La longue tradition qui accompagne généralement les monarchies fait qu’elles sont souvent perçues comme anachroniques, voire vieillottes. Comment comptez-vous rajeunir cette image?
«Je crois que c’est en étant dans l’air de son temps et en prenant des initiatives qui n’existaient pas dans le passé. Les monarchies d’aujourd’hui, les princes héritiers en règle générale, ont leurs propres engagements et leurs propres valeurs, que ce soit dans le secteur social ou dans l’environnement. Ce sont des domaines dont, autrefois, la monarchie restait totalement à l’extérieur.
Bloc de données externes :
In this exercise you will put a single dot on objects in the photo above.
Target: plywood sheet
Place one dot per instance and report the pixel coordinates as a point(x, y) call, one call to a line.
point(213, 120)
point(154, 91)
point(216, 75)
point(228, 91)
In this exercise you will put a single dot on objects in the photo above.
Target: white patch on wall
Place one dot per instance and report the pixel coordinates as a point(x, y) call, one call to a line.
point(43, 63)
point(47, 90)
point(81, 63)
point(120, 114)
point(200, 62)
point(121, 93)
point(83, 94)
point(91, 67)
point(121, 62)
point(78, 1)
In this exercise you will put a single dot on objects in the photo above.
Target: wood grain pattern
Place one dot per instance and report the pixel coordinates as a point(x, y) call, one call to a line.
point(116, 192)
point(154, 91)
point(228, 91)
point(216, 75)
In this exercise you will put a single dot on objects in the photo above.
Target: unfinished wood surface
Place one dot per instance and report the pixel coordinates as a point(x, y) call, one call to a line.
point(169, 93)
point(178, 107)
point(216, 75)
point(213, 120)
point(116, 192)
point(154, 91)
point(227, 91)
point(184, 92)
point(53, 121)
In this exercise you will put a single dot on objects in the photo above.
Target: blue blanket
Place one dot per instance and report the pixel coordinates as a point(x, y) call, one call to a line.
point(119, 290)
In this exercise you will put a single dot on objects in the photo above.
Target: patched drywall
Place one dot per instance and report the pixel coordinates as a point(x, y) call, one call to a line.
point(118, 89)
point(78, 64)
C’est une vraie évolution et un rapprochement que l’on peut noter vers l’une ou l’autre de ces préoccupations.
Dans ce contexte, comment définiriez-vous votre style?
«A mon avis, j’ai cet atout de pouvoir être relativement spontané et d'aller vers les gens et de communiquer et d'établir une relation assez privilégiée avec chaque personne que je vois. J’ai reçu cet atout de ma mère qui a ce trait de caractère et qui me donne un style différent de mon père.
Justement, pour ce qui est de votre père, comment se passent les relations avec lui? Où s’arrête le dialogue grand-duc héritier/grand-duc et où commence la relation fils/père?
«Nous sommes une famille comme toutes les autres. Le soir, nous nous mettons à table et nous parlons de choses courantes, et cela ne concerne pas forcément le travail. Mon père a une oreille ouverte pour tous ses enfants et dès qu’on lui demande son avis, il est le premier à le donner, que ce soit dans le travail ou dans la vie privée.
Bien sûr, les deux se chevauchent forcément, de par nos fonctions. C’est un point commun qui nous unit très fort et nous parlons beaucoup, mais en faisant la part des choses, entre une discussion de travail et une discussion de père à fils.
Y a-t-il parfois des contradictions entre la raison d’Etat et les convictions familiales?
«Oui, certainement. Il y a beaucoup de domaines où la vie privée et la vie publique sont une seule et même chose. On ne peut pas l’esquiver, mais on doit évidemment le plus possible distinguer l’une de l’autre et je pense que nous parvenons à le faire.
En 2008, suite au refus de votre père de sanctionner la loi sur l’euthanasie, la constitution a été changée. Si vous vous étiez trouvé dans la situation de votre père, comment auriez-vous réagi? Et que pensez-vous de cette modification constitutionnelle qui a supprimé le droit de sanction des lois pour le grand-duc?
«Cette décision a été très positive. Mon père voulait changer la constitution, afin qu’il y ait un respect réel de la séparation des pouvoirs. Il y avait une mission entre les pouvoirs législatif et exécutif qui n’avait pas lieu d’être. Grâce à cette réforme, il y a davantage de logique.
Tout homme, à un moment, a le droit d’avoir un conflit de conscience, surtout sur un sujet tel que l’euthanasie, et à mon avis, je n’en aurais pas été préservé. Mais finalement, c’est une situation qui, pour moi, ne se présentera jamais, puisque mon père a décidé d’abandonner ce droit de sanction.
Si vous deviez accéder au trône demain, vous sentiriez-vous prêt à assumer cette fonction?
«Non, je ne suis pas encore prêt. Il me faudra encore plusieurs années d’apprentissage. Notamment dans les domaines de la connaissance. Mon père est un homme qui a une connaissance extraordinaire et donc une analyse mûre des événements, grâce à son expérience. C’est ce qui me manque et que seul le temps pourra vraiment accroître.»